38
Я изнурена желанием, пишет Дюрас[13].
37
Моя подруга Софи была права – она всегда права.
Я перешла на Греко.
Выходя из пивной с запахом груши на губах – острым, как первый поцелуй, – я пела «Разденьте меня», пела «Красивый малыш», пела «Ускользающую любовь».
На тротуаре пожилой мужчина предложил мне руку. Я дала ему свою. Он закружил меня. Фигура вальса. Тур направо. Шесть па. Раз-два-три. Четыре-пять-шесть. Он засмеялся. Сказал: спасибо, мадемуазель, потом выпустил мою руку, и она улетела к Александру, легла на его рот, и его губы попробовали на вкус мои пальцы.
Когда я пришла домой, Манон была в истерике.

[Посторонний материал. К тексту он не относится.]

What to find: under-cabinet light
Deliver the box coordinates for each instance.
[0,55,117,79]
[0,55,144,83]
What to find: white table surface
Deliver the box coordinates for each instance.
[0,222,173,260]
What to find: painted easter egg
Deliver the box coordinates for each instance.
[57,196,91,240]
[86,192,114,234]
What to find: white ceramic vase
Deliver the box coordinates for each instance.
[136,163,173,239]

Она звонила в магазин как минимум десять раз. Телефон ее отца с полудня был недоступен. Она хотела попросить у нас разрешения поехать на уик-энд к морю со своей подругой Орели Коэн; теперь было слишком поздно, она уехала, из-за вас я проведу дерьмовый уик-энд, и вдобавок в холодильнике пусто, в каком паршивом доме я живу, все паршиво! Я попыталась обнять мою девочку, она отталкивала меня, потом смирилась. Наши сердца бились друг о друга. Мои губы легли на ее темные волосы и ощутили их мягкость. От них пахло миндалем и чуть-чуть светлым табаком. Я шептала слова, которых она не могла расслышать. Ее руки сомкнулись у меня за спиной. Было хорошо. Потом, успокоившись, она спросила шепотом, можно ли заказать пиццы и посмотреть вместе фильм сегодня вечером, все впятером, как раньше. Как раньше. Предчувствовала ли она, что очень скоро что-то будет не как раньше или уже было?
Я согласилась на пиццы, согласилась на фильм.

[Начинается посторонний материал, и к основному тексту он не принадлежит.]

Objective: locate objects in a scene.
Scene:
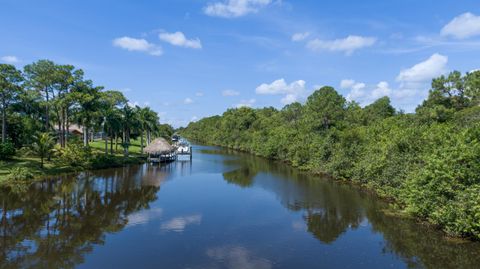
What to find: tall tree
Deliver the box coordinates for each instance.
[0,64,23,143]
[32,132,55,168]
[138,107,160,154]
[52,65,83,147]
[71,80,103,147]
[305,86,346,131]
[100,91,127,154]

Кальцоне. Две маргариты. С грибами. И гавайская. «Билли Эллиот», сто десять минут счастья. Как раньше.
Позже, в постели, Оливье захотел заняться со мной любовью.
36
«Все они пропадали у него одинаковым образом: в одно прекрасное утро обрывали веревку, убегали в горы, и там их съедал волк. Ни ласка хозяина, ни страх перед волком, ничто не могло их удержать. Козы были, видно, своенравные, им во что бы то ни стало хотелось на простор, на волю».
35
Ночью я смотрю на тебя и вижу твою спину, огромную и голую.

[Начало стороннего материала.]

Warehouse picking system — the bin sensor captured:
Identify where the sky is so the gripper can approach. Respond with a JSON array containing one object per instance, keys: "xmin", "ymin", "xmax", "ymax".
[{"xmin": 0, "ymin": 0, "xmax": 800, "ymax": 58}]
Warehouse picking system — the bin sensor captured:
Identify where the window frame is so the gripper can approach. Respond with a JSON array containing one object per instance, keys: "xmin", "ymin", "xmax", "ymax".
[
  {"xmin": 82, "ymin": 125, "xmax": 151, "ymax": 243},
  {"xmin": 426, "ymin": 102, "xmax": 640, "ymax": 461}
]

Я вижу волны возможных ласк. Тонкость твоих пальцев, их тревожащие обещания.
Я чувствую ветер, толкающий нас, темные запахи, запахи кофе, смородины и слышу твой мужской смех, низкий и глубокий.
Ночью я согреваюсь теплом твоих губ.
Я вижу мурашки на моей коже, когда я вижу тебя. Вижу холод, овладевший мной. Вижу мой голод. Я чувствую мои ребра и мои кости. Ощущаю мои ужасающие пустоты.
Ночью я чувствую, чем мое желание сделало меня.
Сумасшедшей.
Пропащей женщиной.
34
Моя мать.
Я уже говорила: она щиплет за руки моих детей каждый раз, когда их видит, чтобы убедиться, что они настоящие.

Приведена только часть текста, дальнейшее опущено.